Public spaces are our 'living rooms'
The new design for the redevelopment of George Square in Glasgow is to be announced later this week. Glasgow is just one of a number of towns or cities around the country to have been thinking about its public spaces. How important are they and why do plans to change them sometimes prove so controversial?
From the very earliest times, the streets and squares of any town or city were where people met and came together.
"They've always been our living rooms in a way," says John Glenday, the editor of Urban Realm magazine.
"Going back not so long ago people would have been living in slums, the home was not a happy place to be and people would want to escape it either by going to the pub or heading outside. Parks and public spaces were the place to do that.
"People could mingle and meet friends, relatives, and catch up."
Looking across a post-Christmas George Square, bereft of its fairground rides and other Christmas paraphernalia, he talks of the need for an "overarching vision" for the square, recognition of how important our public spaces have always been to us.
Many of those hurrying round the edge of the square have smartphones either cupped to their ear or with thumbs flying over the keys as they text.
Even so, one of those passing-by says: "It's nicer, it's easier catching up face-to-face than it is on phones."
In a public space, she would be looking for somewhere to socialise with friends.
A man tells me, for him, a public space is "a place where people can meet, easy access, lots of amenities there, toilets, restaurants, family-friendly".
Just down the road from George Square and I have come to Buchanan Street to meet Riccardo Marini.

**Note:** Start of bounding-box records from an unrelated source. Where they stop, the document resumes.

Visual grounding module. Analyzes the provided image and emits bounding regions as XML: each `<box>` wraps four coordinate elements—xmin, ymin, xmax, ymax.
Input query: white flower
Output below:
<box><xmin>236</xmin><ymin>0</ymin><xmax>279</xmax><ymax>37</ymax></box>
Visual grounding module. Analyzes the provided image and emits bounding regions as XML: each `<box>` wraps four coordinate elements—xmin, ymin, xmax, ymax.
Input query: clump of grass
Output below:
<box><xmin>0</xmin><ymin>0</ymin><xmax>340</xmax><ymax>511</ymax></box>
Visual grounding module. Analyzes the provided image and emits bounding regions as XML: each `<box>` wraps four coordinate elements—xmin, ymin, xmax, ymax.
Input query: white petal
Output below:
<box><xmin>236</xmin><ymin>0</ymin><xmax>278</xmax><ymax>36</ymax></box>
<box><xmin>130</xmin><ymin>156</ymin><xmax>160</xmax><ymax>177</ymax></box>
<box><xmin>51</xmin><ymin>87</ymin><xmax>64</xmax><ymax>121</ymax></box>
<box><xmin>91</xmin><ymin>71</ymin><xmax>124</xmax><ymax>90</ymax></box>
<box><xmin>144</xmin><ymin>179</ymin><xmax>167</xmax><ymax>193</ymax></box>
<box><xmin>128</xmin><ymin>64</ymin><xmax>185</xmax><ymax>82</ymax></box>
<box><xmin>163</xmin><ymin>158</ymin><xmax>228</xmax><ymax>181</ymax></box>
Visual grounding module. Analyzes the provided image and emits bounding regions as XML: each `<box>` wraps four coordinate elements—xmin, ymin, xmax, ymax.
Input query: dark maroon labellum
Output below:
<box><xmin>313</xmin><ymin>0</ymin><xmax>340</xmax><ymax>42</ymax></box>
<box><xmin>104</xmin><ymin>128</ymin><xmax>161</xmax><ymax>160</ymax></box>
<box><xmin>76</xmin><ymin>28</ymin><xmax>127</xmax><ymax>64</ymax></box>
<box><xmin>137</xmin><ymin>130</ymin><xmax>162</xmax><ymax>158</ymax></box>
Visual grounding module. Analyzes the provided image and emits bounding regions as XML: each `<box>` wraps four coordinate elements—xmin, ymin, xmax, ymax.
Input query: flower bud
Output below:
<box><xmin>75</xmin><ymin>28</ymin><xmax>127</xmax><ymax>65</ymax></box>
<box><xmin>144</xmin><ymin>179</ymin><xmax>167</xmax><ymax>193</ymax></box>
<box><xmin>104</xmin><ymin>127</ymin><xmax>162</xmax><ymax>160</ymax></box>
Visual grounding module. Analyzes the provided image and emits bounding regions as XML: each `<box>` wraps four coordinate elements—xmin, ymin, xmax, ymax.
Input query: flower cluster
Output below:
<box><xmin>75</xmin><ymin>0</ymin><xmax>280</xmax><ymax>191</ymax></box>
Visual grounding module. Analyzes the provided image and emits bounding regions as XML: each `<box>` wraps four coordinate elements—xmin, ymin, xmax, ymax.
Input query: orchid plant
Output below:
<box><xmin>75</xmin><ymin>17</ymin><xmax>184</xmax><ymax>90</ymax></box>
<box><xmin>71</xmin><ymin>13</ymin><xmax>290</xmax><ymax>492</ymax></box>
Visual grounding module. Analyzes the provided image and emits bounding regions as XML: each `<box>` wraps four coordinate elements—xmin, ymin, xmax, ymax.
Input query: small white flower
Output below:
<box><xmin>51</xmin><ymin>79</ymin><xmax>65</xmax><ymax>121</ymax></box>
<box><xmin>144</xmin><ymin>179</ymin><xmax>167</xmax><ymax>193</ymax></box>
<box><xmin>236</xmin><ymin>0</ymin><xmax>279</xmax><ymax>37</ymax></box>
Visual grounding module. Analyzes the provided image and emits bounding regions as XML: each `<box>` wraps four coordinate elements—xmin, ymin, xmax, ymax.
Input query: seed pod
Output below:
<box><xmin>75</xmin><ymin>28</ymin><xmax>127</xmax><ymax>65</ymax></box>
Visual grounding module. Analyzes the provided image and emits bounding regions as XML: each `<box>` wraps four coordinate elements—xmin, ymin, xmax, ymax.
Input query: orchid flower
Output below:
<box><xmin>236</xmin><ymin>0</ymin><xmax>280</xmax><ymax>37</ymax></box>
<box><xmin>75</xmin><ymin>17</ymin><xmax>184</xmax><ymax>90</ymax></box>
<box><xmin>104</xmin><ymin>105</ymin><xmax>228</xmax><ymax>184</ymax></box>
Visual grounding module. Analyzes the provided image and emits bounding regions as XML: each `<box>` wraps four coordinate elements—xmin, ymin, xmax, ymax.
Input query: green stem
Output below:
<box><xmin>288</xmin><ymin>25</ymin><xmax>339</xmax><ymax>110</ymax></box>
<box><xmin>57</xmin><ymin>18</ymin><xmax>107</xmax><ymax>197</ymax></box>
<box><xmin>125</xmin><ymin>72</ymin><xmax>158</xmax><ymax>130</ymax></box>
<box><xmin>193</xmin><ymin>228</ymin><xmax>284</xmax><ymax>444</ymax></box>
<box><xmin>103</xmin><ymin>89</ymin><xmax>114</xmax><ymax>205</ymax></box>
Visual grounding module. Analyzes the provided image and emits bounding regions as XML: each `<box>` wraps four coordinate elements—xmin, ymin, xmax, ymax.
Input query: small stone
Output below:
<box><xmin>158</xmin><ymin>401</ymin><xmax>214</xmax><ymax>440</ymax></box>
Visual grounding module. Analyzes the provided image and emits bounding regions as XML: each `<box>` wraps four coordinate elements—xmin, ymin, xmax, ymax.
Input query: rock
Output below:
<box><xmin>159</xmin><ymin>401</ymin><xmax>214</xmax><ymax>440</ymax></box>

He is city design leader for Glasgow's sometime rival, Edinburgh, but he is also a senior consultant for Gehl Architects, a Danish-based company which works worldwide on "place-making" projects.
As we sit on a bench on a cold, late afternoon there is a very clear sense of place - Glasgow voices, brightly-lit shops and now and again beneath your feet it is possible to feel the vibrations from passing subway trains.

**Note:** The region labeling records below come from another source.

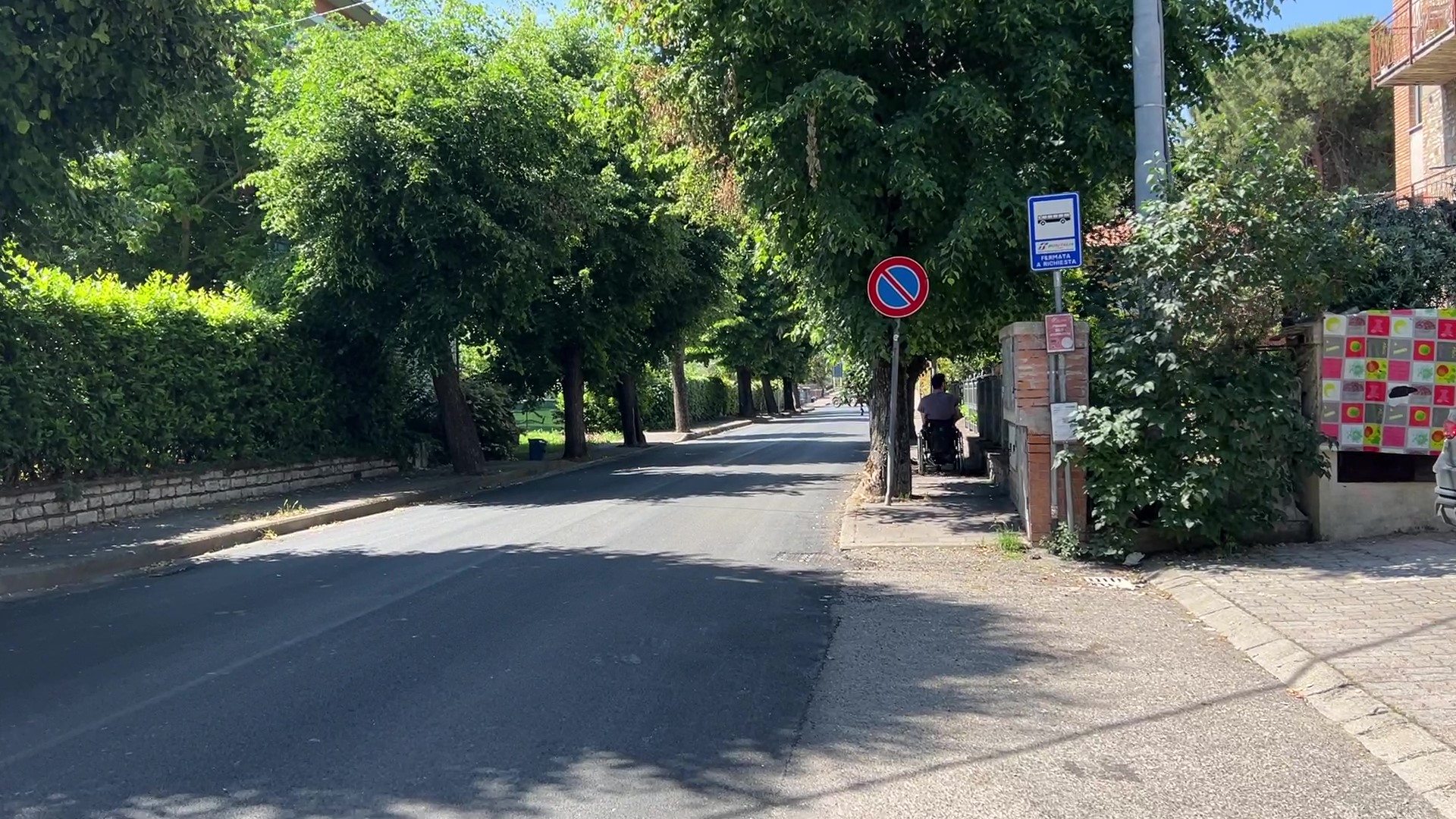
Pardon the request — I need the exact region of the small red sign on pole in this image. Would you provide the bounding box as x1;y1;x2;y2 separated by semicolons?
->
1046;313;1078;353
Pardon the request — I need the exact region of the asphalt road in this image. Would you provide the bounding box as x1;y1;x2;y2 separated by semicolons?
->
0;411;864;819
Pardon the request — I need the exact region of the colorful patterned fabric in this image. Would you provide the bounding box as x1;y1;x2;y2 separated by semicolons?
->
1320;309;1456;455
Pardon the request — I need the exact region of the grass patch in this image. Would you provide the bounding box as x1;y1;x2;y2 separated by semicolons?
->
223;498;309;523
514;400;560;438
996;529;1027;557
516;430;622;460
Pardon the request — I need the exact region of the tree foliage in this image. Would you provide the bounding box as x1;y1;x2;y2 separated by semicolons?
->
1076;118;1374;549
12;0;301;288
0;0;247;234
611;0;1269;490
1194;17;1395;193
0;253;400;484
249;2;579;472
1331;198;1456;312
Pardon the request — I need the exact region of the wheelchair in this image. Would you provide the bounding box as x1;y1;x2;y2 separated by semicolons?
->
916;421;965;475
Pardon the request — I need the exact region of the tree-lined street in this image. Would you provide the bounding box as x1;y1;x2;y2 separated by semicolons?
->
0;410;1432;819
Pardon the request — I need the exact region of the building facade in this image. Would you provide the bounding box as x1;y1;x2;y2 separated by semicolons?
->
309;0;384;25
1370;0;1456;199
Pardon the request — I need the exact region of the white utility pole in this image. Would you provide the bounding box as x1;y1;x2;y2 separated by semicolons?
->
1133;0;1168;210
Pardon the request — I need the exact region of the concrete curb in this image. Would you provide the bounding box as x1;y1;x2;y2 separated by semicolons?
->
679;419;755;443
1149;567;1456;819
0;421;753;602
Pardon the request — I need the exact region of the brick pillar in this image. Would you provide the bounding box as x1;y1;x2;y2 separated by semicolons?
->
1000;322;1087;542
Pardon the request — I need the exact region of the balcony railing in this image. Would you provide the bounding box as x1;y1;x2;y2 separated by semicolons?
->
1395;165;1456;204
1370;0;1456;86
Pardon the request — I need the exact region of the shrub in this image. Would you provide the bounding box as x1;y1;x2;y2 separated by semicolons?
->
0;255;400;484
460;376;521;457
570;369;745;433
405;367;521;459
1073;112;1370;554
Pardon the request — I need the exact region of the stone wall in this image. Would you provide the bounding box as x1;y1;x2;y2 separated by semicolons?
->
0;457;399;541
1000;322;1087;542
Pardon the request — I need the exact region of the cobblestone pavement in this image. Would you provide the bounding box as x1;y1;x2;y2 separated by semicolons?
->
768;541;1439;819
1159;535;1456;746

"You need to understand what makes humans feel good, what makes them gravitate," says Mr Marini, expanding on what he thinks makes a successful space.

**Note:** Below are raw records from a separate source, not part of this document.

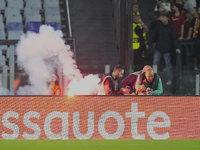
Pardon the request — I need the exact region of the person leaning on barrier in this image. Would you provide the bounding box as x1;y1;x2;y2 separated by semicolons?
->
48;74;61;95
98;65;129;95
121;65;151;95
135;68;163;95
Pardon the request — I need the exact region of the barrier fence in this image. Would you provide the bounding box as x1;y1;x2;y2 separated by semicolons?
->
0;96;200;139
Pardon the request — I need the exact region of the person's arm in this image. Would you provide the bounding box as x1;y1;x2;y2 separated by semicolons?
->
187;27;193;39
156;0;169;12
152;78;163;95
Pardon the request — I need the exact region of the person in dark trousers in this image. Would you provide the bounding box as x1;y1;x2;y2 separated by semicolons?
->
150;12;180;85
149;11;161;33
132;15;149;70
121;65;151;95
135;67;163;95
98;65;129;95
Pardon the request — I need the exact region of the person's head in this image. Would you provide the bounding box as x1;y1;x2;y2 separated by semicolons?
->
133;15;140;23
142;65;151;73
191;7;198;17
112;65;124;79
198;7;200;17
172;3;182;12
49;74;59;85
133;3;139;13
154;11;161;20
144;68;154;82
160;12;169;24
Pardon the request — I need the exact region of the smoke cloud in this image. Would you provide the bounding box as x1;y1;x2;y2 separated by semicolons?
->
16;25;100;95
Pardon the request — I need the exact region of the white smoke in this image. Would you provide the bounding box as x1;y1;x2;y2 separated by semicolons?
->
16;25;100;95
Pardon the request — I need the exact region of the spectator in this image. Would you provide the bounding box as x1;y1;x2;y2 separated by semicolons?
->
176;0;190;25
133;3;140;16
150;12;180;85
48;74;61;95
135;67;163;95
172;3;185;40
196;0;200;7
149;11;161;33
121;66;151;95
154;0;171;12
183;0;197;15
98;65;129;95
187;7;200;70
187;7;199;39
132;15;149;70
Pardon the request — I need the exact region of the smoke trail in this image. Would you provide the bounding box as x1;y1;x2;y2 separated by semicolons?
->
16;25;100;95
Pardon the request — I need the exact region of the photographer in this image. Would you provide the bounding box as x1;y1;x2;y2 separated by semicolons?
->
135;68;163;95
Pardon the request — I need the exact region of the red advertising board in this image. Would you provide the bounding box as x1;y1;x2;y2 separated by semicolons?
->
0;96;200;139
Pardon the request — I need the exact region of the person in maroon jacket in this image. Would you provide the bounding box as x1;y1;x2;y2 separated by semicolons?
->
98;65;129;95
121;65;151;95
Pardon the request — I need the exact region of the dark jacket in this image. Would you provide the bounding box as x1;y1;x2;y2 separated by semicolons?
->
121;73;138;93
150;21;180;53
139;73;159;90
103;74;123;95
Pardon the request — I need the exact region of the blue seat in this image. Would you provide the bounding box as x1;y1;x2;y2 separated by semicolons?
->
46;22;61;30
26;21;42;33
7;22;23;31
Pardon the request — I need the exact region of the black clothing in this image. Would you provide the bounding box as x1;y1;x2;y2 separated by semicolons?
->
103;74;123;95
151;22;180;53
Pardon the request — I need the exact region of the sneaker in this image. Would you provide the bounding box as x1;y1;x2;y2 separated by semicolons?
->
166;81;172;85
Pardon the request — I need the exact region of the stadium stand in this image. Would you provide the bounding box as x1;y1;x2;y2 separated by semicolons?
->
25;0;42;9
4;7;20;18
44;0;59;8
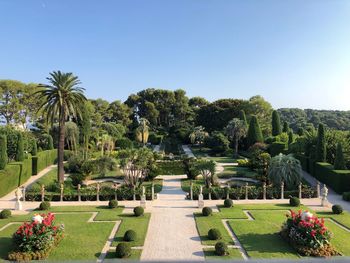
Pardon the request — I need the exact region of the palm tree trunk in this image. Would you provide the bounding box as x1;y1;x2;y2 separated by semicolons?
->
57;107;65;184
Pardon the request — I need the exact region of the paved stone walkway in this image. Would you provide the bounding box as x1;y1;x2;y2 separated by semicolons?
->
141;175;204;261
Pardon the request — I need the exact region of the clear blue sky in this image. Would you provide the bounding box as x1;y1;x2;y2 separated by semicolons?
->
0;0;350;110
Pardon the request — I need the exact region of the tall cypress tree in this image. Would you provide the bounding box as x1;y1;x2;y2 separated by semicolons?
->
316;123;326;162
282;121;289;133
15;133;24;162
334;142;346;170
272;110;282;136
288;130;294;145
32;140;38;156
239;110;248;126
47;134;53;150
247;115;264;146
0;135;8;170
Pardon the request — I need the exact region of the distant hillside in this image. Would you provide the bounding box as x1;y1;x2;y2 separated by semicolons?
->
278;108;350;130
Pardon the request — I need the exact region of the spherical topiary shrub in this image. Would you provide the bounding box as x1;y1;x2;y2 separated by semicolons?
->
108;200;118;209
123;230;137;242
202;206;213;216
332;205;343;215
215;242;228;256
208;228;221;240
134;206;145;216
289;197;300;207
0;209;11;219
39;201;51;210
115;243;131;258
224;199;233;208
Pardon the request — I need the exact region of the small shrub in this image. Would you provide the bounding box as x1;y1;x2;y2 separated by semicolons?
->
39;201;51;210
202;207;213;216
0;209;11;219
123;230;137;242
224;199;233;208
215;242;228;256
115;243;131;258
332;205;343;215
289;197;300;207
108;200;118;209
134;206;145;216
208;228;221;240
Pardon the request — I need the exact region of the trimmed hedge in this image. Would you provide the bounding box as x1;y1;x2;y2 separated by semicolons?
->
313;162;350;194
268;142;286;156
32;149;57;175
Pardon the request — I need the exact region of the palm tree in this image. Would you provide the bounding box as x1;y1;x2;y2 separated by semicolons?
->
226;118;247;156
35;71;86;183
136;118;149;145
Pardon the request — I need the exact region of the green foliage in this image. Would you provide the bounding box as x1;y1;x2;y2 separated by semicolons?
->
32;140;38;156
115;243;131;258
289;196;300;207
332;205;343;215
123;229;137;242
215;242;228;256
0;209;11;219
268;142;286;156
268;154;302;189
316;123;326;162
205;132;230;153
208;228;222;240
115;138;134;150
16;133;24;162
202;206;213;216
0;134;8;170
134;206;145;216
272;110;282;136
39;201;51;211
282;121;289;133
108;200;118;209
224;199;233;208
247;116;264;146
334;143;346;170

It is not just aesthetics but things which make a difference to people's lives such as space, noise, glare and the speed of both themselves and things around them.
"If I was to sit closer to you than I am now, you would start to feel uncomfortable because we don't know each other," he continues.
"So that's a very simple issue related to space."
Mr Marini adds: "There are certain things that we as a species react to in a positive and a negative way and good place-making understands those."
He says many of our places now cater more for cars than pedestrians.
"Cars are essential, don't get me wrong, I'm not anti-car, but I don't want the world to be shaped around a car.
"If you were to come from outer space and to land in any UK city and read the information that the place tells in terms of bollards, yellow lines, signs related to cars and things and compare that to the signage or the communication designed specifically for human beings you'd think that cars were the dominant species on the planet."
Redevelopment plans can sometimes arouse very strong passions indeed, as in the case of Aberdeen.
The businessman, Sir Ian Wood, had pledged millions for a plan to transform the city's Union Terrace Gardens. In the end, the proposals for a City Garden Project were narrowly rejected after a council debate last year.
But in a number of Scotland towns and cities there seems to have been renewed thought about public spaces and what makes them good ones.
"We've just left a period of boom we are now in a period of austerity," muses John Glenday.
"We're belt-tightening and perhaps looking for simpler pleasures in life, going for a walk in the park. I think city councils are cottoning on to that."
He also talks of a "bit of a civic arms race".
"When we saw the city chambers (in Glasgow) being erected it was in competition with the likes of Manchester and Sheffield and perhaps there's something similar going on today in Scotland, where Aberdeen's competing with Perth which is competing with Glasgow to have the best public space."
Humans have always manipulated their environment and that, for Riccardo Marini, is one of the joys of a place, like one of his favourites - Venice, which he describes as "110% man-made".
"There's nothing there that man did not decide to put there," he says.
He argues that the place can have a huge impact on the way the human beings within it live their lives.
"Edinburgh, the natural beauty of it is enhanced by the encrustation of man - the castle, the New Town, the Old Town. What makes that place memorable and beautiful is that humans have used it effectively and made it into this wonderful place."